With the global economy picking up speed, gains from stock market rallies in 2017 are expected to spill over into 2018. By the end of December 2017, the MSCI All Country Asia Pacific Index hit 28.7% in returns, outperforming the MSCI All Country World Index’s 21.6%. In Asia ex-Japan, Hong Kong dominates the region with 36.0% in returns as of December, followed by India (27.9%) and China (21.8%).
The IMF’s forecasts of 3.7% in global growth and 2.5% expansion in the United States, 6.4% in China, and 0.9% in Japan should bode well for the Asian fund management industry as they boost confidence in investors. Cerulli expects to see an increase in risk appetite in some markets, and more managers and distributors making a bigger push for equity funds than were seen in 2017.

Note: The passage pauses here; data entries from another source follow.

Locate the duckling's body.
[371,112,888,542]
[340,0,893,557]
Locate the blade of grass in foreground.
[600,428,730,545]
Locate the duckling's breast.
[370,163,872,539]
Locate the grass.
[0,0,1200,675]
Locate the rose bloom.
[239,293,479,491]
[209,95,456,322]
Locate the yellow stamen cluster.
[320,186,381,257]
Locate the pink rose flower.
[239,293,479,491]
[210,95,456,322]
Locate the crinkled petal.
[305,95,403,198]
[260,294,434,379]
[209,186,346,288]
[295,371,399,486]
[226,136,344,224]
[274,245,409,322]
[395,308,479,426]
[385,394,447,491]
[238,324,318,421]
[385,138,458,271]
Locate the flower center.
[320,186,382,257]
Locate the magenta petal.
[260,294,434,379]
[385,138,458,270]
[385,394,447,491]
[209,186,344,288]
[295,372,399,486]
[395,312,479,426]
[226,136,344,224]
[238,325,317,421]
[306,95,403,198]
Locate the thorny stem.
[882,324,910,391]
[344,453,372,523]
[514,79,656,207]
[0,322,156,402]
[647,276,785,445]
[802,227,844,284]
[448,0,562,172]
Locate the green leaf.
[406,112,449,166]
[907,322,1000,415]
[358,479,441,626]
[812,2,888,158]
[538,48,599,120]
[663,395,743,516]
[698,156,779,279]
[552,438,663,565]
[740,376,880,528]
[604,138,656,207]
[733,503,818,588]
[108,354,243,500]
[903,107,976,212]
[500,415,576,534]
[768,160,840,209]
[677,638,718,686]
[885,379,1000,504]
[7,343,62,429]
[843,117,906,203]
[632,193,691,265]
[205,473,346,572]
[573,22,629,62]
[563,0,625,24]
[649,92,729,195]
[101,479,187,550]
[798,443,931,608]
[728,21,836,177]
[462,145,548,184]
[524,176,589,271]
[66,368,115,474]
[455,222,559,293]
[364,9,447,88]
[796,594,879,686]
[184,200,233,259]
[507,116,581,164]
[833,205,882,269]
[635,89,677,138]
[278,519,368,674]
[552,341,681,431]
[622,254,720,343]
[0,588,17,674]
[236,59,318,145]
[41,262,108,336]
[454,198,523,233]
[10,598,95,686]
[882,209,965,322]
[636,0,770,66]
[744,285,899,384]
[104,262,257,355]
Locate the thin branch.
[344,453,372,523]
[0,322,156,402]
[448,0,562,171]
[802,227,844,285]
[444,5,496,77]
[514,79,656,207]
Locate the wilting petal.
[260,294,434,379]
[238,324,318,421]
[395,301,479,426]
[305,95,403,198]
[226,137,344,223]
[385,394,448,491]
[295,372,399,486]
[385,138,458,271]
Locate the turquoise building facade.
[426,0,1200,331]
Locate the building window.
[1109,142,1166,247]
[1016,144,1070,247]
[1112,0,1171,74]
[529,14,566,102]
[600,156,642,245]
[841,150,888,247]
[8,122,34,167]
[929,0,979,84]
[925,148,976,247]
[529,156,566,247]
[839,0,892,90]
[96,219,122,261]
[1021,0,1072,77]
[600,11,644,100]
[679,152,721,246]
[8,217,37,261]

In 2017, there was a preference for bonds in a number of Asian markets outside Japan, as well as in Australia, despite efforts by distributors in markets such as Singapore and Hong Kong to promote equity funds to investors. Across Asia (excluding Japan) bond funds recorded the second-strongest net new flows at $49 bn after money market funds, and the third-largest assets under management at $699.7 bn after money market and balanced funds, as of September 2017.